In deciding whether counsel was ineffective, we start by asking whether there were reasonable grounds upon which to advance the omitted claims. Commonwealth v. Hubbard, 472 Pa. 259, 372 A.2d 687 (1977).
[Ojnce we conclude that the omitted contention is of arguable merit, our inquiry into the substance of the claim ceases and shifts to an analysis of post-trial counsel’s basis for decision. If it cannot be determined from the record whether a satisfactory basis for the omission exists than *353[sic] a remand for an evidentiary hearing on that question is proper [cites].

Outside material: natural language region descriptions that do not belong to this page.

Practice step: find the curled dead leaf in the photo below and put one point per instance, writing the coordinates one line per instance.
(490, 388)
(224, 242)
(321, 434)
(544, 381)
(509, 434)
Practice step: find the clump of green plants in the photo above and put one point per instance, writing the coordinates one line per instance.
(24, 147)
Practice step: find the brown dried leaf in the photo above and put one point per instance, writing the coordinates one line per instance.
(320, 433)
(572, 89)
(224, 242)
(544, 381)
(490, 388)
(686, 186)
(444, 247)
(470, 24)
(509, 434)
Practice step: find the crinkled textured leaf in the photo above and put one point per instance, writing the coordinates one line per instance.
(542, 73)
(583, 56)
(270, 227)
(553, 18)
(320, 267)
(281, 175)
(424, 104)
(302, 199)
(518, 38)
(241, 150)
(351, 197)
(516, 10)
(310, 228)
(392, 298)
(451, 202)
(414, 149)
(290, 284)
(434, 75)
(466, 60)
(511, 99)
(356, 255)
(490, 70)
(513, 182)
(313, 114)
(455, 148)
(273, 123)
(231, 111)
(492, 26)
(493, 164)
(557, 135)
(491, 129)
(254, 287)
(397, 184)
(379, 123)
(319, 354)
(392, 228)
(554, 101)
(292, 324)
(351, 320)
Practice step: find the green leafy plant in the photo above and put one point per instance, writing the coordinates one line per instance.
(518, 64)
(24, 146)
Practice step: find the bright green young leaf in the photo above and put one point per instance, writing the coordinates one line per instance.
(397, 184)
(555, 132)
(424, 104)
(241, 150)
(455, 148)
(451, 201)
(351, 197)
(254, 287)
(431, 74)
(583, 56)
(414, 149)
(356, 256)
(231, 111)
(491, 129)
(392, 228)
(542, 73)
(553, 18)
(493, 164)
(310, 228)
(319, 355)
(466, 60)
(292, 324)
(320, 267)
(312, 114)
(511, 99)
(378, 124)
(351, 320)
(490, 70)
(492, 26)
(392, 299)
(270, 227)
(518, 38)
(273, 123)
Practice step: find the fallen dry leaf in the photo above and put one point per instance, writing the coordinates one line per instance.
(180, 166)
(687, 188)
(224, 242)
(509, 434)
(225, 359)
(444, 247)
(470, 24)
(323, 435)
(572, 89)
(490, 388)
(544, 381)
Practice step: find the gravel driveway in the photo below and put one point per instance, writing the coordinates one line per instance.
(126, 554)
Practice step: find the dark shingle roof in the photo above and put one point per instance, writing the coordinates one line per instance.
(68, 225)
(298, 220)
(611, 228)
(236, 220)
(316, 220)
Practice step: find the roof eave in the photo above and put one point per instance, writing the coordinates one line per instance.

Here, I cannot say that a claim based on unlawful delay would have been without “arguable merit.” In considering how much delay is unlawful, the cases have reached varying results which depend on the facts of the particular case rather than on a per se cutoff point after which a revocation hearing will be found to have been unduly delayed. See Commonwealth v. Waters, 252 Pa.Super. 357, 381 A.2d 957 (1977) (dissenting opinion by SPAETH, J., discussing cases). Unlike the defendants in cases so far decided, appellant was out on bail as he awaited his probation violation hearing in May.* One could make a claim of at least arguable merit that for such a probationer, the delay in holding the revocation hearing must be relatively brief. Thus, a probationer who while awaiting his probation violation hearing is imprisoned for another offense will not suffer much from a delay in holding the revocation hearing, for he is in prison anyway; but when the probationer is on bail, the question of whether he may “go about his business” in the outside world or must go to prison should be resolved more quickly.
CERCONE, J., joins in this opinion.

 By the time of the continued hearing in September, however, he was in jail pending disposition of a new charge.